|Effects & Benefits||
Lymphatic Drainage decreases body volume, promotes the elimination of toxins and liquid waste, improves blood circulation and speeds up metabolism by favoring the disappearance of accumulated fat and cellulite.
It is a treatment performed through rhythmic and constant movements of gentle manual pressure, exerted throughout the lymphatic system.

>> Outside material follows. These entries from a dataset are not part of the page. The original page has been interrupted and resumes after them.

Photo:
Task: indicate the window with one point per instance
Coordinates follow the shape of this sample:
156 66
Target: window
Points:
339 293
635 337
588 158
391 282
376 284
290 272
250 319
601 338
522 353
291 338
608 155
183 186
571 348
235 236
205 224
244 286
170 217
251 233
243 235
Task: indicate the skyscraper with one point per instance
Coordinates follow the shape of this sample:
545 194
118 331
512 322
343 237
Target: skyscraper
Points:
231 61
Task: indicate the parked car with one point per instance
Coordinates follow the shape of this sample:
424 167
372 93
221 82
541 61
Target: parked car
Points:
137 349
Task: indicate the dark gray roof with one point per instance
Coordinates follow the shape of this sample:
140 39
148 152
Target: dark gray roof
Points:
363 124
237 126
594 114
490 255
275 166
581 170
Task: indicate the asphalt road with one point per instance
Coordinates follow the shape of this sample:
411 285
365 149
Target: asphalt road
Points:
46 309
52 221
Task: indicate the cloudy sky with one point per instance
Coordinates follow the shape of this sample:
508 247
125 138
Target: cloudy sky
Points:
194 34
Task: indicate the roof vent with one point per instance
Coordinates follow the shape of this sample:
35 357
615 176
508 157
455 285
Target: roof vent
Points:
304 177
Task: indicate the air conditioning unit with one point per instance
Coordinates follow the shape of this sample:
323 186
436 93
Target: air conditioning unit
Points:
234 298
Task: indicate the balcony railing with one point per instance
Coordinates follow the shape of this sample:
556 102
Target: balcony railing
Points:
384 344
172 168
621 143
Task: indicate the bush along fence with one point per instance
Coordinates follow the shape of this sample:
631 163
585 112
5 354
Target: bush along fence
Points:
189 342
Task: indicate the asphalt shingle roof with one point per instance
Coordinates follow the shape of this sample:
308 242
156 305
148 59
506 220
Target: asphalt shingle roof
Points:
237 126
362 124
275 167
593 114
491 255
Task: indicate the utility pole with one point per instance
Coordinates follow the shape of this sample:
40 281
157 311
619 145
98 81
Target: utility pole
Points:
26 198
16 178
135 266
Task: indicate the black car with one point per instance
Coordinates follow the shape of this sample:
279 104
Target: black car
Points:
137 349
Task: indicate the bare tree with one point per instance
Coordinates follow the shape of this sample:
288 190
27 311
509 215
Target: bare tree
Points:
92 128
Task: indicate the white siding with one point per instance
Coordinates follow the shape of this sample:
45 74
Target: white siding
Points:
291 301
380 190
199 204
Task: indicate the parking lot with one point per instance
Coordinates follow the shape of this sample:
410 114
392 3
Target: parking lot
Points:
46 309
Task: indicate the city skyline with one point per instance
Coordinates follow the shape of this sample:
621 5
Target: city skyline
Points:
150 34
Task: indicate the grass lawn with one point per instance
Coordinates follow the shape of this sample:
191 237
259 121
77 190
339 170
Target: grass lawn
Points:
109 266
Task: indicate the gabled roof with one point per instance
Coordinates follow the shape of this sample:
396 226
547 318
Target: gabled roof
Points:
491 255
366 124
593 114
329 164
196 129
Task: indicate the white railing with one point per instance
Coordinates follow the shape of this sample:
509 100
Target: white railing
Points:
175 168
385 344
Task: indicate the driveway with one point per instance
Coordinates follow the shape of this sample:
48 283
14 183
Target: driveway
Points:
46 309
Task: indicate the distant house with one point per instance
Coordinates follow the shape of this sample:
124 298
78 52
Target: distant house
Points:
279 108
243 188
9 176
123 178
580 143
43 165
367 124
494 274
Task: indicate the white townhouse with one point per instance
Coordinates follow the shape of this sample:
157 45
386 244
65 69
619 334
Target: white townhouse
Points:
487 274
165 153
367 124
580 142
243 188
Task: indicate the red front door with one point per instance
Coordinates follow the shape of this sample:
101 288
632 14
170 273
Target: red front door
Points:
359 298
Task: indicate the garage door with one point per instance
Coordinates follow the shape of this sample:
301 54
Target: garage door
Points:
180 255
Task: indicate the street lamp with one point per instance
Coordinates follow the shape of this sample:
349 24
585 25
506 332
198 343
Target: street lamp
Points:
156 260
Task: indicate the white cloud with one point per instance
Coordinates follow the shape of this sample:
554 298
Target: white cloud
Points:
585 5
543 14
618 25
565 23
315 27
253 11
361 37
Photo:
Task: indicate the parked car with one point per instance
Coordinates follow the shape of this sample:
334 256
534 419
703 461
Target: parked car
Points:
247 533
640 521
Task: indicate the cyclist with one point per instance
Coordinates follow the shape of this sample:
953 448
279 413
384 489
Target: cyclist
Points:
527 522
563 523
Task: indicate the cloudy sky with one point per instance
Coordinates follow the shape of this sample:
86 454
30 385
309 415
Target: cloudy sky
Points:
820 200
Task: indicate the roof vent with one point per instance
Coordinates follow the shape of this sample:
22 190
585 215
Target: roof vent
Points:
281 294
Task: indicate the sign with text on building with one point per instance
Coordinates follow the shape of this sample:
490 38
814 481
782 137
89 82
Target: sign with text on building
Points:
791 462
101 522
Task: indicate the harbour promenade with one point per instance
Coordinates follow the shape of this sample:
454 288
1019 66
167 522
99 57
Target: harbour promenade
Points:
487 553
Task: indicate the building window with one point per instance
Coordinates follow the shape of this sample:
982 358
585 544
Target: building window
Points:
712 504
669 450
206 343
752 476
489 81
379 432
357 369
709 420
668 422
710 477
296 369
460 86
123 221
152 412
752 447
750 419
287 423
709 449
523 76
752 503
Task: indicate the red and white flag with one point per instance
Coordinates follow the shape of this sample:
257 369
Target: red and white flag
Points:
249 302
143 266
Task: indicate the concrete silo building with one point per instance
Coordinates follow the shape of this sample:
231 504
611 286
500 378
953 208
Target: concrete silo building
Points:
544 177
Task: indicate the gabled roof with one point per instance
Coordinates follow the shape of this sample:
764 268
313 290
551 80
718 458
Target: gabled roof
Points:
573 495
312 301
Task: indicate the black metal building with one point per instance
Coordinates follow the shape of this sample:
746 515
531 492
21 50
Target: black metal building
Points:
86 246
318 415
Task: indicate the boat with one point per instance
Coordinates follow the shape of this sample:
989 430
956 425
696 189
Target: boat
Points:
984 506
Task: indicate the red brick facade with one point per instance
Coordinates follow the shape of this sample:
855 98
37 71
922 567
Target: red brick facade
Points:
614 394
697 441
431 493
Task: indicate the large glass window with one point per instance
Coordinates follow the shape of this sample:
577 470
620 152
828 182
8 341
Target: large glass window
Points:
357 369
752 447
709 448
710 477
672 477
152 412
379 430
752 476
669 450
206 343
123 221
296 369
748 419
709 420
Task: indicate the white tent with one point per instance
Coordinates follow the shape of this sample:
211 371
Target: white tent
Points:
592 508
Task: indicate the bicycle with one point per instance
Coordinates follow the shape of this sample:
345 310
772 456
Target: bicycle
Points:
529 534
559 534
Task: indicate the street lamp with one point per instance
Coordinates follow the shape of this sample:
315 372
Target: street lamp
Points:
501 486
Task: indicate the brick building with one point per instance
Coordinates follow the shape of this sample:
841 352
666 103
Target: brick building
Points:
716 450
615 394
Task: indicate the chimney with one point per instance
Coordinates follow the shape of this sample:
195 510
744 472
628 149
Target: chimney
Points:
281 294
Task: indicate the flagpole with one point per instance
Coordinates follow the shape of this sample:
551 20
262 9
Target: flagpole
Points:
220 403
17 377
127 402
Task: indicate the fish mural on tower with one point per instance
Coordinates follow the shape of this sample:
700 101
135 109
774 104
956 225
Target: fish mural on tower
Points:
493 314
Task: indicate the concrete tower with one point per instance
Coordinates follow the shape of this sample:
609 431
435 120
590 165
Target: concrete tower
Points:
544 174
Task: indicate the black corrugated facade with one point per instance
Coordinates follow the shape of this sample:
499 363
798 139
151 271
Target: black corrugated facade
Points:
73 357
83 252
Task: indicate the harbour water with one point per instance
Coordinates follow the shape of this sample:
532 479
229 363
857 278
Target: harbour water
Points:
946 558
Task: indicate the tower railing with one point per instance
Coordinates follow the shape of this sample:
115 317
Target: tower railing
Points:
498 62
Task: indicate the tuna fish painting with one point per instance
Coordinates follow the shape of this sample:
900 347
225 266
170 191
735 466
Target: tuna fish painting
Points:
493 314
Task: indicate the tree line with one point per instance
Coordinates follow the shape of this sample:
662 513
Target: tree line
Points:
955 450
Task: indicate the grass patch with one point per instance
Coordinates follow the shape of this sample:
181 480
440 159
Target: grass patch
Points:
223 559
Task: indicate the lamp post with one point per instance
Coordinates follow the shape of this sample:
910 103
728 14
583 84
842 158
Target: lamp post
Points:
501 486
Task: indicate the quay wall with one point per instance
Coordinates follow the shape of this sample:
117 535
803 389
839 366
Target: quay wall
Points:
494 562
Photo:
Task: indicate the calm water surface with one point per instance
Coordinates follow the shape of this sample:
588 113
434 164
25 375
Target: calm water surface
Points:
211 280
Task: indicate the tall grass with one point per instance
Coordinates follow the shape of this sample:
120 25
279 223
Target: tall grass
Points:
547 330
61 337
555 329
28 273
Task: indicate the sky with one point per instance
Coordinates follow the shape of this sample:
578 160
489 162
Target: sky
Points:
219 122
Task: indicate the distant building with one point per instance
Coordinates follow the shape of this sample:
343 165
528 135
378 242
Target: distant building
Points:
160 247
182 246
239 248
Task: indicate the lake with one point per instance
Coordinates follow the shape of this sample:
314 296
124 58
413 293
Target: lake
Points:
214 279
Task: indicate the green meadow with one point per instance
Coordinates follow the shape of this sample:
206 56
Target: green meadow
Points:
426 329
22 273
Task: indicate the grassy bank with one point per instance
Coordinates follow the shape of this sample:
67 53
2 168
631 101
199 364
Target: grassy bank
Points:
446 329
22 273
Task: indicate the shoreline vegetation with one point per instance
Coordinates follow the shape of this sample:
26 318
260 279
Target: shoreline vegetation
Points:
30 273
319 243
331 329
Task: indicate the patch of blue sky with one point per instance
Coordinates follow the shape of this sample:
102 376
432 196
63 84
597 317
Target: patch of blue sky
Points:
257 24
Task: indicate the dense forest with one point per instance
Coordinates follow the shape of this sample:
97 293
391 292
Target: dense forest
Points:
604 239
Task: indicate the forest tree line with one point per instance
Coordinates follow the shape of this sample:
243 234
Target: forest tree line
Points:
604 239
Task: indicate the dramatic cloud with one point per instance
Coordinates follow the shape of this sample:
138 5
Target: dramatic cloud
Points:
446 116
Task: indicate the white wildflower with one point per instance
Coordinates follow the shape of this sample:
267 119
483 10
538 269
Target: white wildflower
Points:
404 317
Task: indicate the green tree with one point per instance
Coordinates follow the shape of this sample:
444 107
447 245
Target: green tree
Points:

Float in Spa uses the Vodder method for faster and more effective results.
What is Manual Lymphatic Drainage?
It is through the stimulation of the circulation of accumulated fluids between cells and metabolic waste that expels toxins and accumulated waste.
The elimination of these residues and toxins results in effective combat against cellulite and localized fats, enhancement of the immune system, stimulation of tissue regeneration and anti-inflammatory action, as well as relaxing effects.
With one treatment you will experience all these benefits. However, regular sessions are advised to obtain the maximum slimming potential of this treatment.
Types of Lymphatic Drainage
Manual Lymphatic Drainage, however, was the treatment that came first, and inaugurated the principles used in all these new methods. Even within Manual Lymphatic Drainage, several schools have suggested, among them the Vodder method, the first to be used, and the Leduc method.
Being a less invasive treatment and suitable for anyone, Lymphatic Drainage is the treatment we offer in Float in. Within Manual Lymphatic Drainage, the techniques we use derive from the Vodder method, considered most effective by our team of expert technicians. Ask all your questions and try your Lisbon Lymphatic Drainage treatment with Float in.
Manual Lymphatic Drainage, step by step:
The treatment begins with the opening of the main ganglia that accumulate the toxins produced by the body, thus hindering the lymphatic circulation. This process is done with the hand placed on the ganglion to make a slight pressure, which will have the function of stimulating its operation.
The lymph channels are then directed through the lymphatic channels with superficial manual sliding towards the stimulated ganglion. Circular and wave-like motions are also used to drag lymph and stimulate lymph circulation. A compression and decompression movement is also made to activate the natural functions of the vessels.
All movements are made upwards, always interspersed with pumping in the main ganglia. In the end, treatment ends with a new stimulation of the ganglia.